Burada amaç, Asya’yı tüm Hıristiyan ve Batılılardan temizleyerek Asya Asyalılarındır şiarıyla kıtadaki halkları Japonya’nın önderliğinde birleştirmek, şeklinde bir iddiada vardır. Ancak bu iddia temesizdir..[11]

Bu dönemde Japonya ile ilişkiye geçen en önemli Müslüman aktivistlerden biri de hiç şüphesiz Rusya Türklerinden Kadı Abdürreşit İbrahim Efendidir.[12]

O, Rusya Müslümanlarının kurtuluşunu Japonya’da görmüş, Batılıların ve Hıristiyanların Müslüman halklar üzerindeki sömürgeci baskılarının Japonlar tarafından bertaraf edileceğine inanmıştır.

Bu amaçla Japon milliyetçileriyle irtibata geçen İbrahim Efendi, onların aracılığı ile Japon devlet adamlarıyla yakın temas kurmuştur.[13]

Abdürreşit İbrahim Japonya’ya yaptığı seyahatini, Âlem-i İslâm ve Japonya’da İntişar-ı İslâmiyet, adlı eserinde detaylarıyla anlatmaktadır.[14]

İbrahim Japonlarla kurduğu yakın ilişkinin de etkisiyle Türk dünyasına Japonya propagandası yapmış, yakın olduğu Müslüman aydınlara Japonya’nın yükselişini ve gücünü anlatarak topluma yön veren entelektüeller arasında bu ülkeye sempati kazandırmaya çalışmıştır.

İbrahim’in Rus esaretindeki Türk halkaları ile olan ilişkileri de göz önüne alınmalıdır.

Süleymaniye Kürsüsünde Japonya ve Japonlar[]

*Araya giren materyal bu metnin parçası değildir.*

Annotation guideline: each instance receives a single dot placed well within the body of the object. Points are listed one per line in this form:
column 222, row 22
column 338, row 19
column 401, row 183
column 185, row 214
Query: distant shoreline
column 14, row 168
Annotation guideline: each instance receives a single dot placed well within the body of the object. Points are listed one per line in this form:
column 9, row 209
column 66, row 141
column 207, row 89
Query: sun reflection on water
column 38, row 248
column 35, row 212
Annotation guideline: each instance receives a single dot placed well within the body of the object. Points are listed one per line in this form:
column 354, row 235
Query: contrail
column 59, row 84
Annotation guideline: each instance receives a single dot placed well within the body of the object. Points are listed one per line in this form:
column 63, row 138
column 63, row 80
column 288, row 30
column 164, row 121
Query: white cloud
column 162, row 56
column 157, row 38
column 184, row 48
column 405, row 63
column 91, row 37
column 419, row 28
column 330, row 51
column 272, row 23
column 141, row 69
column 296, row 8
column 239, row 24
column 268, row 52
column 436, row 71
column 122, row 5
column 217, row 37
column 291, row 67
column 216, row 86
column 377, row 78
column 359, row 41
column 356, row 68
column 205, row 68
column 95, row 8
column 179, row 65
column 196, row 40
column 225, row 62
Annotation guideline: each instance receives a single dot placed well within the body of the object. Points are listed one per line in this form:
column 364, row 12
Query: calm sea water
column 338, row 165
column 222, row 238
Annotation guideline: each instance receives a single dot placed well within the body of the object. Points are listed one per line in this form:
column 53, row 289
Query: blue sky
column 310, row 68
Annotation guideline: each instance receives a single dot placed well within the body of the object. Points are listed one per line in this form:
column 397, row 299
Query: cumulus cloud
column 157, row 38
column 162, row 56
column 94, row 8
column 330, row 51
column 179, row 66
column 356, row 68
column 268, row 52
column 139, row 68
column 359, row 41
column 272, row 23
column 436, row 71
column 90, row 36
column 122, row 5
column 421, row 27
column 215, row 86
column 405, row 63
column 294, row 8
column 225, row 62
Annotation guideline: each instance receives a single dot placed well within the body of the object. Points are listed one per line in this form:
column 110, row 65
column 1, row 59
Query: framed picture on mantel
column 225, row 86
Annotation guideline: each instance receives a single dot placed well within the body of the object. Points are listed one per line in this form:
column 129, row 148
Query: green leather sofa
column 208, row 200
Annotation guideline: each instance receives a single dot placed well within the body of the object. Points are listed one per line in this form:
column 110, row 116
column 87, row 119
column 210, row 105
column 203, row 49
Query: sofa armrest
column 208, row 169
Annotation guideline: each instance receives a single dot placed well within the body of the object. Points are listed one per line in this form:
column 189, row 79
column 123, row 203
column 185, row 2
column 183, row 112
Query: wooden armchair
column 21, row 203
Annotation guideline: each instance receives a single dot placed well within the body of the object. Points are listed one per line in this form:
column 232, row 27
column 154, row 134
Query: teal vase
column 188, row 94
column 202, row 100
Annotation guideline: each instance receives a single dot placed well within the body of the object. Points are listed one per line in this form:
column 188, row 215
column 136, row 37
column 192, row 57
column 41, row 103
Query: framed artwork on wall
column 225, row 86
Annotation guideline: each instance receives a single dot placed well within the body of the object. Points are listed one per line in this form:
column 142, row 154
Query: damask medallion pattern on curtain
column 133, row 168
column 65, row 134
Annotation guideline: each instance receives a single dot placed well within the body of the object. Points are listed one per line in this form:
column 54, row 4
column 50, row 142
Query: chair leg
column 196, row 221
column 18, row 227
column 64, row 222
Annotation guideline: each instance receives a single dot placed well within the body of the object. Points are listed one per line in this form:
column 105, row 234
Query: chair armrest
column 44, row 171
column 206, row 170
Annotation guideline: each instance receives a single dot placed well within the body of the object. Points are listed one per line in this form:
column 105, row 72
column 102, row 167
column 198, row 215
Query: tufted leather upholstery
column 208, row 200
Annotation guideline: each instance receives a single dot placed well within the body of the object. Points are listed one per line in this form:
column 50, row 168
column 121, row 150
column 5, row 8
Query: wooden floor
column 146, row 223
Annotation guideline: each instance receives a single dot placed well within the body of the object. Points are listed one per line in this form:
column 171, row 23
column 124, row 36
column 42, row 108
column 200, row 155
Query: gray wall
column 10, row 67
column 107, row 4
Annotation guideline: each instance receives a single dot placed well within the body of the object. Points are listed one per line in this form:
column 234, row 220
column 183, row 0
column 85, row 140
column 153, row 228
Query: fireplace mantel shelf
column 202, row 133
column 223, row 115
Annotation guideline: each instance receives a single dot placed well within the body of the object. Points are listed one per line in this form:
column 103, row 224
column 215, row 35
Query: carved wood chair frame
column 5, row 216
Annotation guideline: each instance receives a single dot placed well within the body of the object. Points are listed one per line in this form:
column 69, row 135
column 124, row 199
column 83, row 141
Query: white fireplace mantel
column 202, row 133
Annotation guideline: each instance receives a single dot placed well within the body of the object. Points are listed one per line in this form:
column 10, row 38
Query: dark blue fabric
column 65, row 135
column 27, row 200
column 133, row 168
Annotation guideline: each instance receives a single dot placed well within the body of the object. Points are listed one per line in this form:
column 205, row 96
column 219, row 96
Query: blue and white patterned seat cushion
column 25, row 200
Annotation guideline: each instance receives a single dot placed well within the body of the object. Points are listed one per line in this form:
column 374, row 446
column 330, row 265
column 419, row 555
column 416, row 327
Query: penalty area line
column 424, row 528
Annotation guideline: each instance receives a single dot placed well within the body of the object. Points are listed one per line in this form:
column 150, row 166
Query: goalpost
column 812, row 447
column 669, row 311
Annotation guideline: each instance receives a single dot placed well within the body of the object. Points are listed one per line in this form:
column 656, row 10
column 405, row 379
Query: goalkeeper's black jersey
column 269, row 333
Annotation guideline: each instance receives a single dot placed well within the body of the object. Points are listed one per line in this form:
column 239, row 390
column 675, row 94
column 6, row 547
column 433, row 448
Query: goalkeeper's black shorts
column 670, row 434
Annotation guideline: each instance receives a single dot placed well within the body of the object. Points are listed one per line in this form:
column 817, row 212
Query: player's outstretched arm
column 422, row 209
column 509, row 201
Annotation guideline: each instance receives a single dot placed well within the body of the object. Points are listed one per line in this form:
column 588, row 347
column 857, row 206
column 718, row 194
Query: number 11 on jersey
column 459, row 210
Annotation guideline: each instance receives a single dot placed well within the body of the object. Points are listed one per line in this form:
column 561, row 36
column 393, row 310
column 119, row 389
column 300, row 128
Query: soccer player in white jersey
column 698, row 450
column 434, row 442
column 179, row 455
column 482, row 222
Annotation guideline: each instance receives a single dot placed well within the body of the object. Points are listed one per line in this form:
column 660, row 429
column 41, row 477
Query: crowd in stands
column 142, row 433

Abdürreşit İbrahim’in dostlarından biri olan Mehmet Akif’in de Japonya propagandasından etkilendiğini söylemek mümkündür. Akif’in, Süleymaniye Kürsüsünde adlı şiir kitabında konuşturduğu vaiz, yani Abdürreşit İbrahim, Japonları şu şekilde tarif ediyor:

        Sorunuz, şimdi, Japonlar da nasıl millettir?
       Onu tasvîre zafer yâb olamam, hayrettir!
       Şu kadar söyliyeyim: Dîn-i mübînin orada,
       Rûh-i feyyâzı yayılmış, yalınız şekli Buda
       Siz gidin, safvet-i İslâm´ı Japonlarda görün!
       O küçük boylu, büyük milletin efrâdı bugün,
       Müslümanlık´taki erkânı siyânette ferîd;
       Müslüman denmek için eksiği ancak tevhîd.
       Doğruluk ahde vefâ, va´de sadâkat, şefkat;
       Âcizin hakkını i´lâya samîmî gayret;
       En ufak şeyle kanâ´at, çoğa kudret varken,
       Yine ifrât ile vermek, veren eller darken;
       Kimsenin ırzına, nâmûsuna yan bakmıyarak
       Yedi kat ellerin evlâdını kardeş tanımak;
       “Öleceksin!” denilen noktada merdâne sebat;
       Yeri gelsin, gülerek oynıyarak terk-i hayat;
       İhtirâsât-ı husûsiyyeyi söyletmiyerek
       Nef -i şahsîyi umûmun kine kurbân etmek
       Daha bunlar gibi çok nâdire gördüm orada.
       Âdemin en temiz ahfâdına mâlik bir ada.
       Medeniyyet girebilmiş yalınız fenniyle...
       O da sahiplerinin lâhik olan izniyle.
       Dikilip sâhile binlerce basiret im’ân;
       Ne kadar maskaralık varsa kovulmuş kapıdan!
       Garb´ın eşyâsı, eğer kıymeti hâizse yürür;
       Moda şeklinde gelen seyyie gümrükte çürür!
       Gece gündüz açık evler, kapılar mandalsız;
       Herkesin sandığı meydanda bilinmez hırsız.
       “Togo”nun umduğumuz tavrı mı vardır? Nerde?
       “Gidelim!” der, götürür sonra gelip tâ yanıma,
       Çay boşaltırdı ben içtikçe hemen fincanıma.
       Müslümanlık sanırım parlıyacaktır orada;
       Sâde Osmanlıların gayreti lâzım arada
       Misyonerler, gece gündüz yeri devretmedeler,
       Ulemâ vahy-i İlâhîyi mi bilmem, bekler?][15]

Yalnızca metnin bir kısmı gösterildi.